In all but the most extreme headline-grabbing cases, we do think it's possible to debate the core principles without referring to individuals in a way which will cause hurt. Most of you have said that when talking to a trans person face-to-face you wouldn't insist on using birth pronouns or names - and generally, on this and other issues, we encourage people to treat others with the same courtesy they'd use in real life. For every MNer who posts on a thread there are likely to be ten who are lurking - statistically, some of those will be trans or love someone who is, and we need to take account of them too.

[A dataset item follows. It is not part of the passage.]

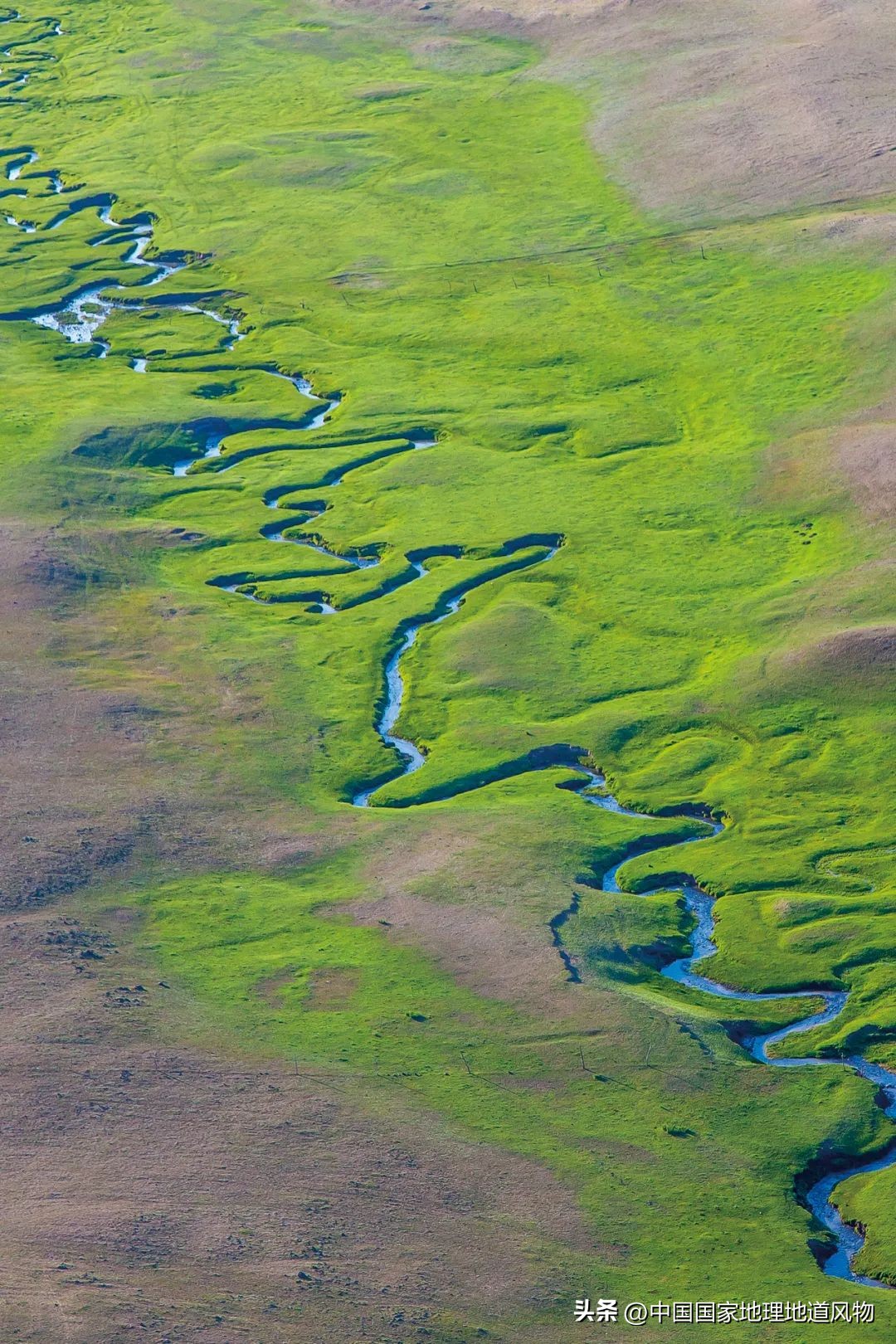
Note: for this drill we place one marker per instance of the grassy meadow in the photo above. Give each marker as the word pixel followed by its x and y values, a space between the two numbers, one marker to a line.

We hope that makes our thinking a bit clearer overall. Do continue to tell us your thoughts - it's probably unrealistic to think that this issue will be quickly resolved here or across society as a whole, but it would be brilliant if MN could be part of the solution, we think.

MNHQ

user1471098628 · 30/08/2016 21:13

balance between free speech and being a space which welcomes everyone.

Love your phrasing here. Shows that the trans-activism thing IS against free speech.

but whose adult child is transitioning, or who is doing so themselves. Would they feel belittled, mocked or attacked? Would they think Mumsnet was not for them?

You delete posters for pointing out the benefits of vaccines in case of offending anti-vaxxers?